Le Siroco, bâtiment de transport de chalands de débarquement (TCD), a quitté Toulon le 18 novembre 2013 pour rejoindre l’opération Atalante de lutte contre la piraterie en océan Indien.
© DR Marine nationale

C'est la première attaque de pirates cette année dans le golfe d'Aden, près de la corne de l'Afrique. Samedi, le Siroco, un navire de la force navale européenne Atalante, chargée de lutter contre la piraterie, a intercepté un boutre à environ 75 km au large du sultanat d'Oman. Une embarcation suspectée d'avoir servi de base à des pirates ayant tenté d'araisonner, la veille, un pétrolier dans la zone. Onze hommes d'équipage d'origine indienne et retenus en otages ont été libérés. Cinq pirates somaliens présumés ont été arrêtés et sont dans l'attente de leur sort.

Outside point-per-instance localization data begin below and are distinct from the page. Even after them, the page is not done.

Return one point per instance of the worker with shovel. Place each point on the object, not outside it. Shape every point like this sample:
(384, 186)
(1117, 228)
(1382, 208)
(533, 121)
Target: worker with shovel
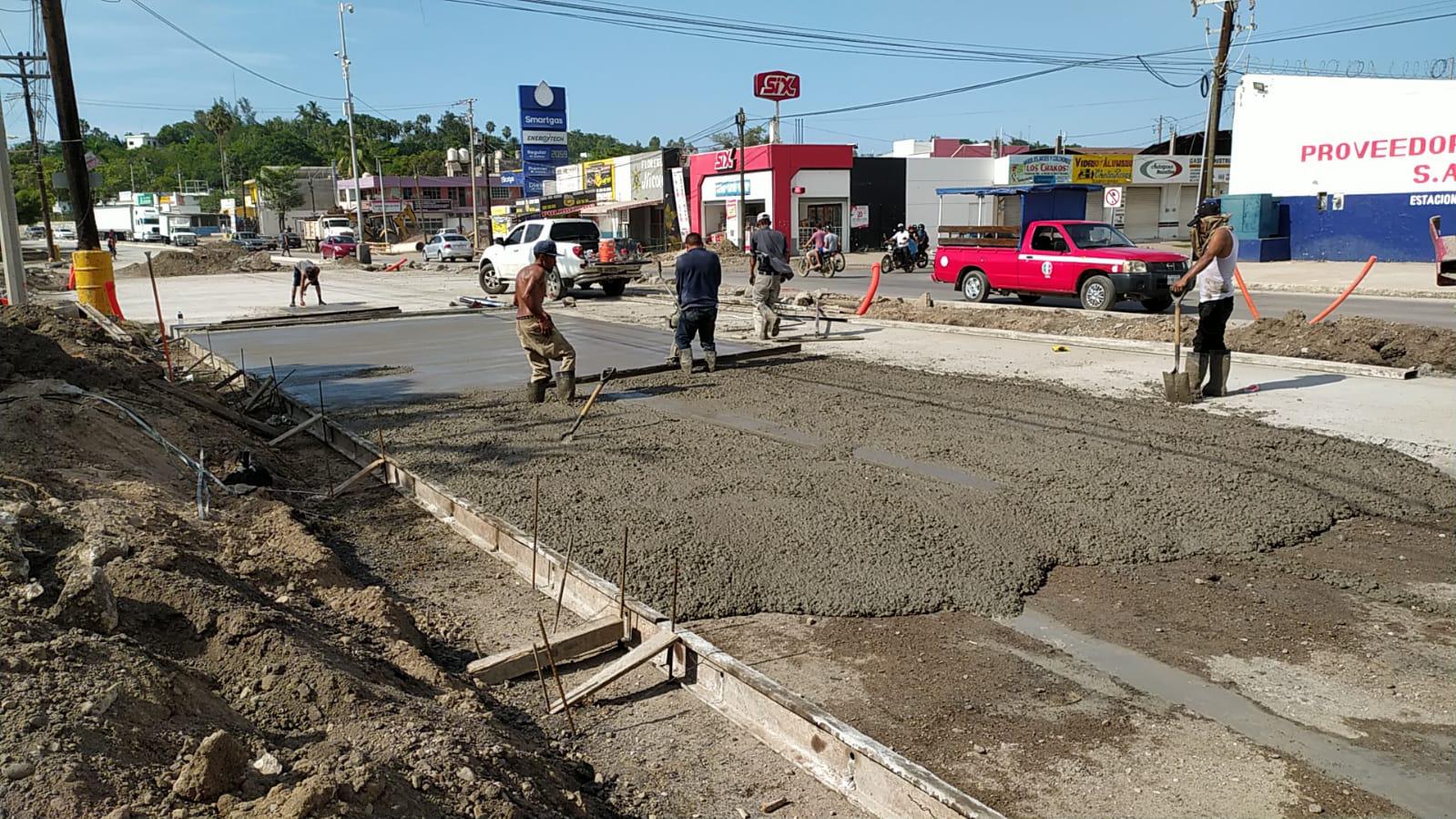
(1215, 276)
(539, 337)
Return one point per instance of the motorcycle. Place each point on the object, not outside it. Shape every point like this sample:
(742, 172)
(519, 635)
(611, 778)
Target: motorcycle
(829, 264)
(896, 258)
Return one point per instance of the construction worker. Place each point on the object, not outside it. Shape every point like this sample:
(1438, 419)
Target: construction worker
(1215, 276)
(539, 337)
(769, 269)
(304, 272)
(697, 277)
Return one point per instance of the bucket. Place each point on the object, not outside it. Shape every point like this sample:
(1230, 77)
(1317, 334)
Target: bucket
(94, 280)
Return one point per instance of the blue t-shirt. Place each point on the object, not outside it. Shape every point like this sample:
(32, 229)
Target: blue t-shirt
(699, 274)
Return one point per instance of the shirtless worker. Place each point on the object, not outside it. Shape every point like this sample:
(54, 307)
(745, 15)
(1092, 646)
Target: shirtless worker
(539, 337)
(1215, 276)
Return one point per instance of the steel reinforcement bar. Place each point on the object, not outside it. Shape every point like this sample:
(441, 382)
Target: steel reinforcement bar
(867, 773)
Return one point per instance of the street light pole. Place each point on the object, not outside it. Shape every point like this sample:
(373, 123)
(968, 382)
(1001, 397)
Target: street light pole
(360, 247)
(743, 199)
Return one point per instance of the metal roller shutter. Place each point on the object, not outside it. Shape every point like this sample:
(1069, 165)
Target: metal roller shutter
(1144, 209)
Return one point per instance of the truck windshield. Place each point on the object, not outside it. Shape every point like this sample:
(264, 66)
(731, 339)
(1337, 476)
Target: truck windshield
(1096, 235)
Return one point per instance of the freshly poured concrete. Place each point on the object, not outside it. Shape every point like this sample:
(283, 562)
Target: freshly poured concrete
(388, 362)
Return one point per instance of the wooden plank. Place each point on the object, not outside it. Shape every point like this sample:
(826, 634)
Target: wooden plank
(297, 429)
(218, 408)
(613, 671)
(568, 646)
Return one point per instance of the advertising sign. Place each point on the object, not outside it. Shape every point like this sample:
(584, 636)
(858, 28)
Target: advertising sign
(777, 85)
(1031, 169)
(1103, 168)
(544, 133)
(1295, 136)
(680, 197)
(597, 175)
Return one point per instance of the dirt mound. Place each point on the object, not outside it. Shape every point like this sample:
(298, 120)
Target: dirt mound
(199, 261)
(1356, 340)
(842, 488)
(160, 665)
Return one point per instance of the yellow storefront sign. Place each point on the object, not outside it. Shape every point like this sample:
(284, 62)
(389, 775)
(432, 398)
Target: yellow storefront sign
(1103, 168)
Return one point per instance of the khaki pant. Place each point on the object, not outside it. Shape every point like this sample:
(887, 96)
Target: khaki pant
(542, 350)
(765, 294)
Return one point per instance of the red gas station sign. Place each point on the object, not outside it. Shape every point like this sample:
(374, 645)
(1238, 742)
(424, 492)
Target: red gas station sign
(777, 85)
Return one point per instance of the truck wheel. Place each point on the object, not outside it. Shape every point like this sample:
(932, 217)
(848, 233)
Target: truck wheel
(1098, 293)
(974, 286)
(488, 280)
(1158, 303)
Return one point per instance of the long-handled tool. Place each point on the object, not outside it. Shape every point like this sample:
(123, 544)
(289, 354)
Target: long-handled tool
(571, 433)
(1176, 384)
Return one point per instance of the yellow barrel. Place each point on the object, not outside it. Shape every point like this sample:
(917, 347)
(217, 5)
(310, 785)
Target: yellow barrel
(94, 279)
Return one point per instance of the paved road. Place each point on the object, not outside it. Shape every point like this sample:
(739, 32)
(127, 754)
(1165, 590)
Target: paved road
(1434, 312)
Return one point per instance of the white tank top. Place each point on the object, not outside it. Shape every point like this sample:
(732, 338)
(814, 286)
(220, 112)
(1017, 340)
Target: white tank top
(1216, 280)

C'est un appel de détresse qui déclenche l'alerte. Celui lancé par un pétrolier victime d'une attaque de pirates, finalement repoussée par des gardes armés embarqués à bord du tanker.

Le Siroco repère alors un boutre suspecté d'avoir servi de vaisseau-mère aux assaillants.
Le navire se met en chasse, aidé par un avion et un hélicoptère japonais. Le lendemain, il passe à l'action avec une interception menée par un hélicoptère et un bateau rapide. Pris par surprise, les pirates présumés se rendent, après avoir eu le réflexe de jeter leur matériel à la mer, notamment des armes, affirme le contre-amiral Hervé Bléjean, le commandant de la force Atalante.

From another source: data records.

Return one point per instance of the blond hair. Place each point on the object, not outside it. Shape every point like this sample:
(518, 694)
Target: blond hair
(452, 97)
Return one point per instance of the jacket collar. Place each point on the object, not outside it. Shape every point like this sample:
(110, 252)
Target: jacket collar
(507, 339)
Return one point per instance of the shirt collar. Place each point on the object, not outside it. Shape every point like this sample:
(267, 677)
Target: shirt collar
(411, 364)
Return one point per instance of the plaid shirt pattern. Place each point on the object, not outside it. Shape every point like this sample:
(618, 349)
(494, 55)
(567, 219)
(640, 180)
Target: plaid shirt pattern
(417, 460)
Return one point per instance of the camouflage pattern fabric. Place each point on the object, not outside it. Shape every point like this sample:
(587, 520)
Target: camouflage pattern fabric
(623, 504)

Pour l'officier français, cette arrestation envoit un message clair. « Nous avons montré un signal important, montrant qu'il n'y a pas d'impunité pour les pirates dans cette région du monde et que nous continuons à donner, et que la piraterie n'est pas un bon business pour eux. »

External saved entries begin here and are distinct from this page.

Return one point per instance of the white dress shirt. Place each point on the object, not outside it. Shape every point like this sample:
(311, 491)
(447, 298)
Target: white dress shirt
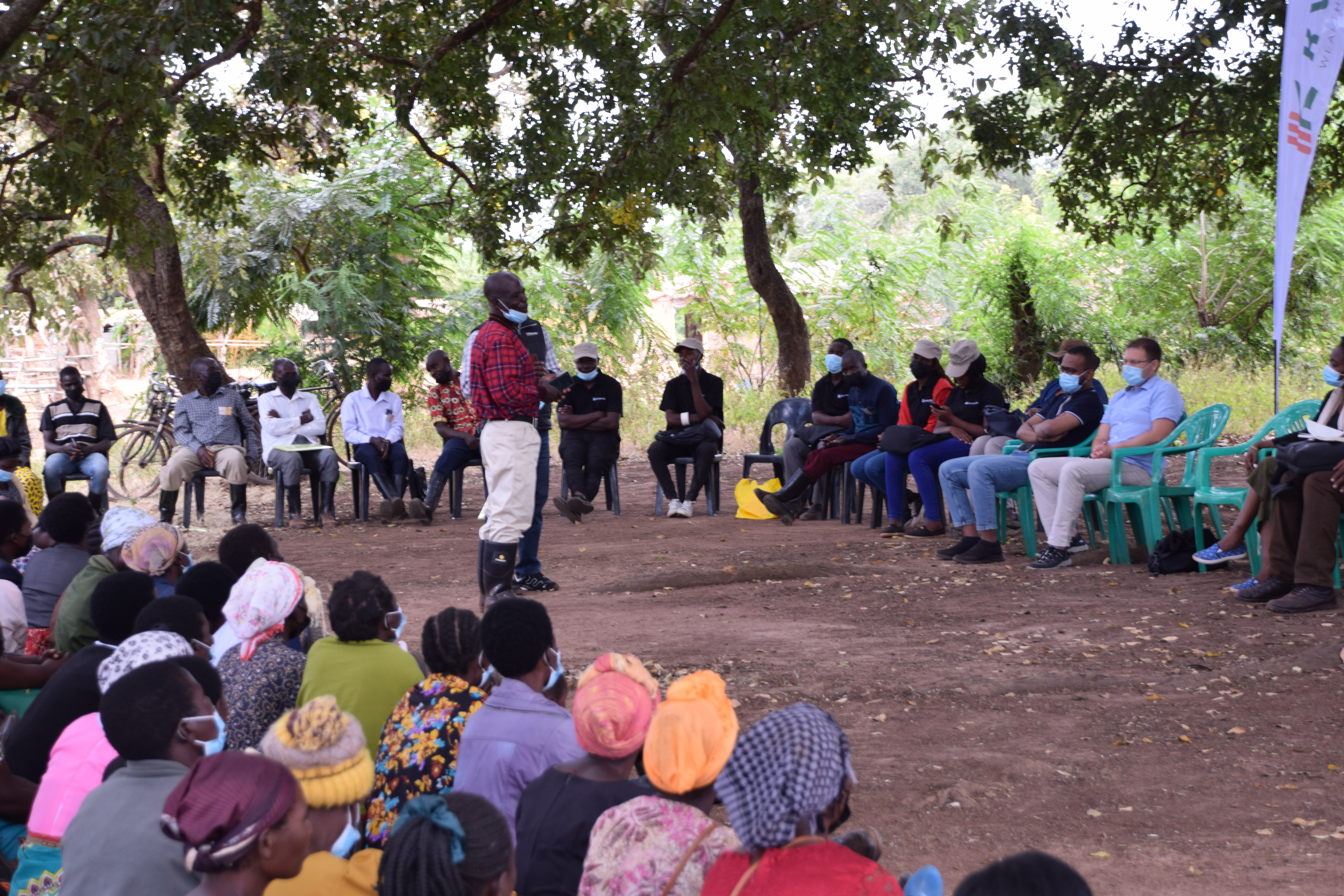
(365, 418)
(287, 428)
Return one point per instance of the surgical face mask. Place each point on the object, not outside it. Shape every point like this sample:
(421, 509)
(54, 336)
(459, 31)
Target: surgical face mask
(1070, 382)
(217, 743)
(349, 839)
(1134, 375)
(557, 671)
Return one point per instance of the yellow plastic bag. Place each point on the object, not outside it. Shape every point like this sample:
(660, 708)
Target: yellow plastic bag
(749, 506)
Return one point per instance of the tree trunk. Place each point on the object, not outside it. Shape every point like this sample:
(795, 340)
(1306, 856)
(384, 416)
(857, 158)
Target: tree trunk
(791, 327)
(155, 283)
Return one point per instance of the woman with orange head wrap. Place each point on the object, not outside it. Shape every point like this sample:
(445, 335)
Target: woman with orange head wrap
(665, 843)
(614, 706)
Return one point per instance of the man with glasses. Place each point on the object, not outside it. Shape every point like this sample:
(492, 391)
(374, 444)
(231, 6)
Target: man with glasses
(1072, 414)
(1144, 413)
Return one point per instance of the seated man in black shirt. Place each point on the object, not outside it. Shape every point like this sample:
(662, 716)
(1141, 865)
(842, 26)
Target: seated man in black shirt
(689, 400)
(591, 441)
(830, 414)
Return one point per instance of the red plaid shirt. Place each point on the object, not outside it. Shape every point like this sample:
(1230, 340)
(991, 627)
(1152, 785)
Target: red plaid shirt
(447, 405)
(503, 381)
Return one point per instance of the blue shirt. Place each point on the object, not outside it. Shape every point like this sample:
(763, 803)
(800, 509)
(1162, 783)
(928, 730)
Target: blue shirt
(874, 408)
(1134, 410)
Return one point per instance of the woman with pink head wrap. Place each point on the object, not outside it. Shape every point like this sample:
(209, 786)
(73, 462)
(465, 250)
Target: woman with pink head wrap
(614, 706)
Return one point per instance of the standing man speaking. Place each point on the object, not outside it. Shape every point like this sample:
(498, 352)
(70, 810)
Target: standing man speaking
(509, 389)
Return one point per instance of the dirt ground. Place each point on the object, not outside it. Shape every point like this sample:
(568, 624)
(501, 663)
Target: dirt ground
(1151, 731)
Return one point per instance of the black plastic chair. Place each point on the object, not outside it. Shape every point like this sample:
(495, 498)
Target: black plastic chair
(794, 413)
(610, 487)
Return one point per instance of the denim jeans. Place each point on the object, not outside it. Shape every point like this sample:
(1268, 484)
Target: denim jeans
(983, 476)
(92, 465)
(924, 464)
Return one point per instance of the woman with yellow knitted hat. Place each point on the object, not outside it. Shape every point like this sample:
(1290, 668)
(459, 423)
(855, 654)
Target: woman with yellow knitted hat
(666, 843)
(325, 749)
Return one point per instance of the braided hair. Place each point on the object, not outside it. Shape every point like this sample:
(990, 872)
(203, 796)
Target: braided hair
(419, 856)
(451, 641)
(358, 605)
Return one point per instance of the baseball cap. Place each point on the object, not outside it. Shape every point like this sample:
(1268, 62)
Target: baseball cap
(962, 355)
(1065, 346)
(928, 349)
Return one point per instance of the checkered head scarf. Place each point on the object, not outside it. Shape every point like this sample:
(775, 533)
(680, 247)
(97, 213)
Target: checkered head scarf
(787, 768)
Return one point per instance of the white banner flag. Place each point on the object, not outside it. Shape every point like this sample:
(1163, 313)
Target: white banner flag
(1314, 45)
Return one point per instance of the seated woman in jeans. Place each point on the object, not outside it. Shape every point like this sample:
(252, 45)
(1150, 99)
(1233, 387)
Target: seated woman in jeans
(963, 417)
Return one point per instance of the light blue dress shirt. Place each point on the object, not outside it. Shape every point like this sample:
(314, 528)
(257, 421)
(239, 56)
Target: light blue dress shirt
(1134, 410)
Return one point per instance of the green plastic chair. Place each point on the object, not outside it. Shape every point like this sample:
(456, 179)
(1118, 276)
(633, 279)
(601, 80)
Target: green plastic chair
(1144, 503)
(1291, 420)
(1026, 507)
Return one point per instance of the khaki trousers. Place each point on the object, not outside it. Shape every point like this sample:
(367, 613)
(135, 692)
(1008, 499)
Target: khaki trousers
(230, 460)
(1058, 485)
(510, 450)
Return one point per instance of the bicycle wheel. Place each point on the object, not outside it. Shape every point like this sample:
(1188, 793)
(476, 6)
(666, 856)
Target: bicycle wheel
(139, 454)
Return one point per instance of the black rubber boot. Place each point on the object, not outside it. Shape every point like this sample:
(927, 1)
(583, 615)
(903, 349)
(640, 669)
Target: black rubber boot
(239, 503)
(167, 506)
(782, 503)
(329, 512)
(294, 498)
(498, 563)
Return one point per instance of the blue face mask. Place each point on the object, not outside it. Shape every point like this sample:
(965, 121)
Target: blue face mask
(1070, 383)
(347, 842)
(1134, 375)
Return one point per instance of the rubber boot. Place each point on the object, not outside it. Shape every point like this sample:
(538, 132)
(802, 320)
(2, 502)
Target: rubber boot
(498, 563)
(167, 506)
(239, 503)
(294, 498)
(782, 503)
(392, 507)
(329, 512)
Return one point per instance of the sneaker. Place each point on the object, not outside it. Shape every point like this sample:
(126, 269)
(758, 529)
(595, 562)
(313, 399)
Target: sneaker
(960, 547)
(1268, 590)
(1214, 554)
(1306, 598)
(983, 553)
(1052, 558)
(534, 582)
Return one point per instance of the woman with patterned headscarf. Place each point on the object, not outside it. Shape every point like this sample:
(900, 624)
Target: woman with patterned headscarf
(666, 842)
(614, 706)
(787, 788)
(243, 821)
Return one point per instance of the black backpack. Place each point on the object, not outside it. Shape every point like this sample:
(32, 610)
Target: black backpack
(1177, 553)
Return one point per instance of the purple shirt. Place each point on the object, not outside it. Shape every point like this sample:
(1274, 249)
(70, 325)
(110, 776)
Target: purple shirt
(507, 743)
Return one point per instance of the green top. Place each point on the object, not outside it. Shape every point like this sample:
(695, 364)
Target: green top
(368, 678)
(75, 631)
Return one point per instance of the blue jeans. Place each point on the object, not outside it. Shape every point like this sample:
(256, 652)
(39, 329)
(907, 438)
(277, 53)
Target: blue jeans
(924, 465)
(872, 469)
(92, 465)
(983, 476)
(455, 457)
(528, 561)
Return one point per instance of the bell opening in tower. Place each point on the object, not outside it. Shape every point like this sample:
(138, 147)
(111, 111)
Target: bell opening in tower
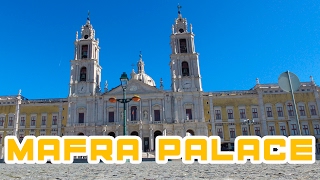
(185, 68)
(183, 46)
(84, 51)
(83, 74)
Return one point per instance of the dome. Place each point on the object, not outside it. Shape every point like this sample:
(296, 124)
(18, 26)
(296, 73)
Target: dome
(143, 77)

Un business sérieusement mis à mal. L'an dernier, 15 incidents avaient été enregistrés au large de la Somalie, contre 75 en 2012, selon le Bureau maritime international.
Dans ce premier cas en 2014, les otages ont été pris en charge, interrogés, avant de reprendre la mer lundi. Leurs témoignages serviront lors d'un éventuel procès des pirates, en attendant que la procédure judiciaire, toujours très complexe dans ce type d'affaire, se clarifie.